I'll bet you don't have the brass covers for the front of the cylinders either, and you'd better double check you have mirror image crossheads, not two for the same side.

Other than that, the NOS delton stuff is a GREAT source for kitbashing bits at a reasonable price, while getting parts out of Aristocrap can be..... about the same as Botchmann


----------



## Pete Thornton (Jan 2, 2008)

There's a guy on eBayu selling old Delton stock (search for "Delton Trains".) His C-16 kit includes wheel inserts and chassis for $24.99: 

http://cgi.ebay.com/DELTON-C-16-2-8...3ca9005c38


----------



## Mik (Jan 2, 2008)

Posted By Pete Thornton on 11 Jan 2010 08:09 AM 
There's a guy on eBayu selling old Delton stock (search for "Delton Trains".) His C-16 kit includes wheel inserts and chassis for $24.99: 

http://cgi.ebay.com/DELTON-C-16-2-8...3ca9005c38 


*Wheel* *inserts* not *wheels*, and *bare* *chassis casting*, not r*olling chassis w/ drive parts *you just get the plastic center parts and long base. Great for repairs, not so good to try to build a c-16 on the cheap from... You'll spend more on what's NOT there (if you can even find it) than you would buying the whole thing RTR from Aristo. Want just those inserts? I have about 10 of them here I haven't figured a use for yet.
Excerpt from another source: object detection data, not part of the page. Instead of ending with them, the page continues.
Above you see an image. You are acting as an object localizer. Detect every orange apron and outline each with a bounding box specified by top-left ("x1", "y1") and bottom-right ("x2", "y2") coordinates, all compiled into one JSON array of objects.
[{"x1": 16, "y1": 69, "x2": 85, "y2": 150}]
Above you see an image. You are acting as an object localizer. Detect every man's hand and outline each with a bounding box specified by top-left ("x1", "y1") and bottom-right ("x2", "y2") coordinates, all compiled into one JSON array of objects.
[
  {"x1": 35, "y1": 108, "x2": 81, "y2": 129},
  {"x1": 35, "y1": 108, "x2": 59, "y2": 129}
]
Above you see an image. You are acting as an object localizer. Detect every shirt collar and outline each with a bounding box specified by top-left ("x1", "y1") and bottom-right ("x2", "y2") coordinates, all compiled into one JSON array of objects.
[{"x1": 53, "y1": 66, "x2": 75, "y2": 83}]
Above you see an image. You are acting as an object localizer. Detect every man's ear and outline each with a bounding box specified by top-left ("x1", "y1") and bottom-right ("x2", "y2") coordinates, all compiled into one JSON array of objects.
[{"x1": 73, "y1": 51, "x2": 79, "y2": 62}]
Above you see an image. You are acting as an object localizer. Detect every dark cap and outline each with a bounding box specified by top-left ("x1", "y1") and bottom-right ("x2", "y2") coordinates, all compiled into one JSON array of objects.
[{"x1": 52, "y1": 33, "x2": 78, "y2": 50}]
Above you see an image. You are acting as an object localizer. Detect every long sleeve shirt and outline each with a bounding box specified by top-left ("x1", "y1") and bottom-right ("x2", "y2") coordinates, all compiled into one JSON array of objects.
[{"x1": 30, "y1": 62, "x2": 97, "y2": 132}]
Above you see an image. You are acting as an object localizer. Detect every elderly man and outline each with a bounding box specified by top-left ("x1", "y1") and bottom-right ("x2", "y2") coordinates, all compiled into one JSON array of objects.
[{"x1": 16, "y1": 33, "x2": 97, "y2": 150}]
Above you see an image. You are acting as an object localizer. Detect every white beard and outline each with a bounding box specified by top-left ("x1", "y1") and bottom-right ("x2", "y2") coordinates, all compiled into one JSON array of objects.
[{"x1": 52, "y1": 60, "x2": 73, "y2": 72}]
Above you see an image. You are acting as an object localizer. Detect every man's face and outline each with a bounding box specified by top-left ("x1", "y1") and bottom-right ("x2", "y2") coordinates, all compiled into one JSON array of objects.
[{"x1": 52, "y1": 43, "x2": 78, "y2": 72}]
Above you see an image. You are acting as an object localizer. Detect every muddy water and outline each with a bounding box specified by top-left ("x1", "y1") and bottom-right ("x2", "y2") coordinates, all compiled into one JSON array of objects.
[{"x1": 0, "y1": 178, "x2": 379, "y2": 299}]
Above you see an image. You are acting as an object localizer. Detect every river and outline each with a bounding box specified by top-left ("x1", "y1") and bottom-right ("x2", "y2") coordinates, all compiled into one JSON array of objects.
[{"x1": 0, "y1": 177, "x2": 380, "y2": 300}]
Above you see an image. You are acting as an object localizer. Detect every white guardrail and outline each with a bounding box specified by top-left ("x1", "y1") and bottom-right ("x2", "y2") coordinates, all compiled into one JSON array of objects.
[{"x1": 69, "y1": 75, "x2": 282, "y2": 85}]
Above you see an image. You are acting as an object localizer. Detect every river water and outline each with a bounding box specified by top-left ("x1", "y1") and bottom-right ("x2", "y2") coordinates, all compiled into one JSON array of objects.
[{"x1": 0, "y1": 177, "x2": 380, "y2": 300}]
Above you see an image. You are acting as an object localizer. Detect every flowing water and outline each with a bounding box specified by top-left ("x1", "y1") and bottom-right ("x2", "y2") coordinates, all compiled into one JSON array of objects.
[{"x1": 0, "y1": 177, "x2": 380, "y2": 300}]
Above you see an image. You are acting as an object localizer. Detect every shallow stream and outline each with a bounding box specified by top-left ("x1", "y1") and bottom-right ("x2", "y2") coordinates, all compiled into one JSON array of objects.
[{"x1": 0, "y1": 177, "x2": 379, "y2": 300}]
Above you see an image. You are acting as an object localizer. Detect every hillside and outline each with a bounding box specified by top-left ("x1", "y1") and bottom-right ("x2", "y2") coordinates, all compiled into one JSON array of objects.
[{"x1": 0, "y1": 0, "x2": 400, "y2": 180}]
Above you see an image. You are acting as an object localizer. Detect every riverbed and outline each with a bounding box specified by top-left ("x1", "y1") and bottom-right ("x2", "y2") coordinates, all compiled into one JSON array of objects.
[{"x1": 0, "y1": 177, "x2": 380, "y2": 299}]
I cut the chassis apart.


So what ARE the Delton parts actually good for? 



Just about everything above the drivers on this is NoS Delton









Does that cab look a little familiar?










or this one? It's new tender will be constructed with a Delton shell as well










My current New Year's scratchbuild challenge project is using a lot of those c-16 parts as well... see if you can pick them out.


----------



## Dansgscale (Jan 9, 2010)

I saw that guy out on Ebay that had the old delton parts, but from what I saw, he didn't have anything I needed and didn't already have. Though I might buy one of those $24.95 kit thingy just to make up a boneyard derlic. I looked at the belt drive that Aristo-craft is now using and I am going to try and do something like it using a nice pittman motor that I have and some small toothed belts and pulleys that I have taken out of some old Inkjet printers. They look pretty close to what Aristo-craft is using. The Side rods I have are the original ones with the round holes, but I am going to make some out of brass. 

Thanks for the input guys and thanks for the welcome to Large scale.


----------



## Dansgscale (Jan 9, 2010)

Since Aristo-craft took over the molds for the delton C-16 and released it's own version, is, it safe to say that the Aristo-craft C-16 tender I just pruchased on Ebay would be the right size to go with the Delton C-16? 

Dan


----------



## East Broad Top (Dec 29, 2007)

Yes, it will be. BTW, did you get the wheels? 

Later, 

K


----------